Genotyping of transgenic mice was performed using polymerase chain reaction (PCR) from DNA extracted from small tissue samples (ear biopsies). The following primers were used for genotyping:
NestinCreERT2: fwd GTTTCACTGGTTATGCGGCG, rev GAGTTGCTTCAAAAATCCCTTCC; CAG CAT GFP: fwd CTGCTAACCATGTTCATGCC, rev GGTACATTGAGCAACTGACTG; Rosa26YFP: fwd AAAGTCGCTCTGAGTTGTTAT, rev GGAGCGGGAGAAATGGATATG, hGFAPeGFP: fwd CAGGTTGGAGAGGAGACGCATCA, rev CAGCTTGTGCCCCAGGATGT hGFAP-RFP: mRFP 4110: CCCCGTAATGCAGAAGAAGA, mRFP 4111: CTTGGCCATGTAGGTGGTCT.
Tamoxifen (Sigma-Aldrich, Cat# T5648) was dissolved at a concentration of 10 mg/ml in 10% ethanol and 90% sunflower seed oil under constant agitation in the dark at room temperature. To induce recombination, perinatal (P0) mice were subcutaneously injected with freshly prepared 40 mg/kg tamoxifen twice (12 h apart). 8-week-old, 14-month-old, and 21-month-old animals were intraperitoneally injected with freshly prepared 40 mg/kg tamoxifen every 12 h for five consecutive days.

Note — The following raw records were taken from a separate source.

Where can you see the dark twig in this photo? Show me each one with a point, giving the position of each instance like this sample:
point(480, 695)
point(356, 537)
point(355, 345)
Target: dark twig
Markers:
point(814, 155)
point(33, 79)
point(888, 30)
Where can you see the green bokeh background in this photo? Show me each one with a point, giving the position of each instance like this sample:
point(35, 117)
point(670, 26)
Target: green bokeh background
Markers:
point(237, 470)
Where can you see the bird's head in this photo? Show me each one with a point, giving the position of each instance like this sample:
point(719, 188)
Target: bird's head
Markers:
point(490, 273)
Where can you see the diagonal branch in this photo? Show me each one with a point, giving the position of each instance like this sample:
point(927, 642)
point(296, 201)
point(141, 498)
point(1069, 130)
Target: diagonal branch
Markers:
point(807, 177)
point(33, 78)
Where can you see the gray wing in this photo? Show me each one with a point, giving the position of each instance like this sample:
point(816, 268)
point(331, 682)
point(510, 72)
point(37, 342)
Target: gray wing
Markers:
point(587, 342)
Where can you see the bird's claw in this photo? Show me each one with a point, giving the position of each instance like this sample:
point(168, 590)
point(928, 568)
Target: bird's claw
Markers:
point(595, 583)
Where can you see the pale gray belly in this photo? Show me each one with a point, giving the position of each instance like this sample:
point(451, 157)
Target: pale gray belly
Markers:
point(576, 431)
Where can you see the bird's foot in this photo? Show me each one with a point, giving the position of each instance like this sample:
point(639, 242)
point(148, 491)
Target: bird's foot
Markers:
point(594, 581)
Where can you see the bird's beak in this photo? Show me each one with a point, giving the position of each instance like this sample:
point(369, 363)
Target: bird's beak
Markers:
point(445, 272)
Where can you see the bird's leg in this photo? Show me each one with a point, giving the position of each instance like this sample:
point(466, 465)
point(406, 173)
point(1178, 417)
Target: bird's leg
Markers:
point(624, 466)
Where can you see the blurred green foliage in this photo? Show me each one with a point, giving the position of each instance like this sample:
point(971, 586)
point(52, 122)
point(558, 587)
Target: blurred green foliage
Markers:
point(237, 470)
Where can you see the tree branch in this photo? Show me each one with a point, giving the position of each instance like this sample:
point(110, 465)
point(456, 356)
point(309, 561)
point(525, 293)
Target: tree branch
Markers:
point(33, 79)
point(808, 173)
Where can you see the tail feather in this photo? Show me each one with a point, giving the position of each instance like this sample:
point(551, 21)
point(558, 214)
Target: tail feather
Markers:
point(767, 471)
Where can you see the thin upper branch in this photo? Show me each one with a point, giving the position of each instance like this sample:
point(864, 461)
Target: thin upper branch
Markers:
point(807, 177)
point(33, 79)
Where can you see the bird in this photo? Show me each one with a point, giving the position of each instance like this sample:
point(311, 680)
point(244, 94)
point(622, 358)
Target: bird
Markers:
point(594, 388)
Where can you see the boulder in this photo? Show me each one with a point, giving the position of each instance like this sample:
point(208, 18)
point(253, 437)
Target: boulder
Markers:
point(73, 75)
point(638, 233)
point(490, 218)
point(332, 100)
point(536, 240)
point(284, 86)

Bromodeoxyuridine (BrdU, Sigma-Aldrich, Cat# B5002) was dissolved in sterile 0.9% NaCl solution at a concentration of 10 mg/ml. For developmental birth-dating experiments, P3, P7, P14, and P21 animals were intraperitoneally injected once with 50 mg/kg BrdU. For adult birth-dating experiments, BrdU (1 mg/ml) was dissolved together with 2% sucrose in drinking water. BrdU water was held in the dark and changed every 4 days during the experiment.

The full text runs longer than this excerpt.